Notes to the Condensed Interim Consolidated Financial Statements
For six months ended June 30, 2017 and 2016
(Unaudited)
(Expressed In Canadian Dollars)
9.RELATED PARTY TRANSACTIONS
Related party transactions not otherwise described in the consolidated financial statements are shown below:
| Three months ended June 30, | Six months ended June 30, | ||
| 2017 | 2016 | 2017 | 2016 |
| $ | $ | $ | $ |
Management and consulting fees | 50,900 | 62,000 | 83,900 | 124,000 |
Share-based compensation | - | - | 92,857 | 432,072 |
| 50,900 | 62,000 | 176,757 | 556,072 |
All related party transactions were in the normal course of business operations.
10.CAPITAL DISCLOSURES
The Company includes shareholders’ equity in the definition of capital.

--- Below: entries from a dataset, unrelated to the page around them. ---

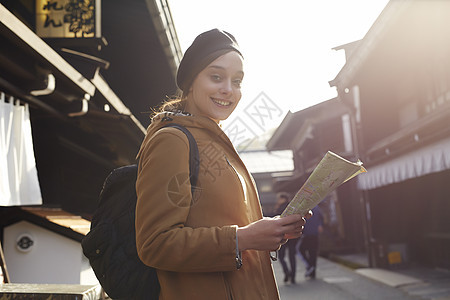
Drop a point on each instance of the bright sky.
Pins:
(287, 45)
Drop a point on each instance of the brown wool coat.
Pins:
(191, 241)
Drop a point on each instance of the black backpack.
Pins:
(110, 245)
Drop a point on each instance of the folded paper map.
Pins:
(331, 172)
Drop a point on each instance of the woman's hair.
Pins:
(172, 104)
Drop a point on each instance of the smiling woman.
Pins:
(214, 244)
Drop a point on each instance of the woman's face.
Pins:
(216, 90)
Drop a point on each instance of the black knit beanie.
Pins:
(205, 49)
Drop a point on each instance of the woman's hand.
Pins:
(270, 233)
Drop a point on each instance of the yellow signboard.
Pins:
(68, 18)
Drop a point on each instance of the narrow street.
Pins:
(335, 281)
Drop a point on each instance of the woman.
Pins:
(216, 244)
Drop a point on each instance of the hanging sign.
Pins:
(68, 18)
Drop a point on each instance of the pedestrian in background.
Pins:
(291, 245)
(216, 246)
(309, 242)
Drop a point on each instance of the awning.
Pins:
(430, 159)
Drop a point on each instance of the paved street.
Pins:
(336, 282)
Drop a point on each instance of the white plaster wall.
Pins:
(52, 258)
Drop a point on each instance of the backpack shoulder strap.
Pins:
(194, 157)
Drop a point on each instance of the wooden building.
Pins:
(397, 79)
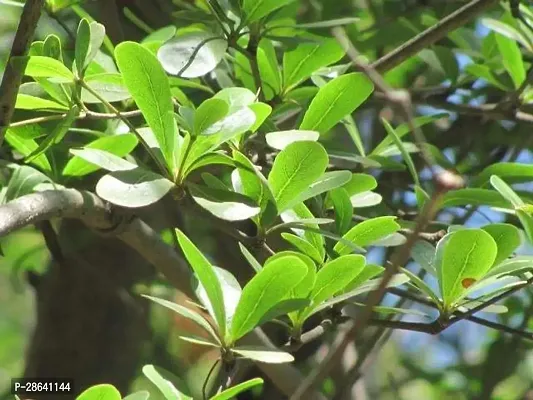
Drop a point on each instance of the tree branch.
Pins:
(13, 74)
(98, 215)
(431, 35)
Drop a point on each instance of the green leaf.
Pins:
(424, 253)
(512, 59)
(165, 382)
(512, 172)
(269, 70)
(311, 233)
(117, 145)
(232, 392)
(224, 204)
(330, 180)
(210, 111)
(110, 86)
(328, 23)
(254, 185)
(236, 97)
(351, 127)
(335, 100)
(306, 58)
(56, 135)
(304, 246)
(27, 146)
(261, 111)
(140, 395)
(507, 238)
(89, 38)
(23, 181)
(360, 183)
(103, 159)
(192, 54)
(100, 392)
(148, 84)
(46, 67)
(366, 232)
(250, 258)
(334, 276)
(133, 188)
(281, 139)
(186, 313)
(257, 9)
(295, 168)
(343, 209)
(264, 291)
(506, 191)
(467, 255)
(405, 155)
(27, 102)
(208, 278)
(302, 289)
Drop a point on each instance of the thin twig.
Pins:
(14, 72)
(433, 34)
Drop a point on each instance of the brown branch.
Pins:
(433, 34)
(96, 214)
(13, 73)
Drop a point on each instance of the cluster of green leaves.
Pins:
(268, 69)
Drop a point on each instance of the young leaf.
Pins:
(512, 172)
(281, 139)
(507, 238)
(46, 67)
(110, 86)
(210, 111)
(330, 180)
(192, 54)
(103, 159)
(118, 145)
(56, 135)
(224, 204)
(306, 58)
(343, 209)
(27, 146)
(254, 185)
(148, 84)
(309, 232)
(334, 276)
(140, 395)
(264, 355)
(27, 102)
(505, 190)
(165, 382)
(257, 9)
(23, 181)
(405, 155)
(467, 255)
(304, 246)
(233, 391)
(264, 291)
(512, 59)
(295, 168)
(133, 188)
(338, 98)
(366, 232)
(423, 253)
(208, 278)
(100, 392)
(186, 313)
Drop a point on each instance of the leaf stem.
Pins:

The Company’s objective when managing capital is to maintain sufficient cash resources to support its day-to-day operations. The availability of capital is solely through the issuance of the Company’s common shares. The Company will not issue additional equity until such time when funds are needed and the market conditions become favorable to the Company. There are no assurances that funds will be made available to the Company when required. The Company makes every effort to safeguard its capital and minimize its dilution to its shareholders.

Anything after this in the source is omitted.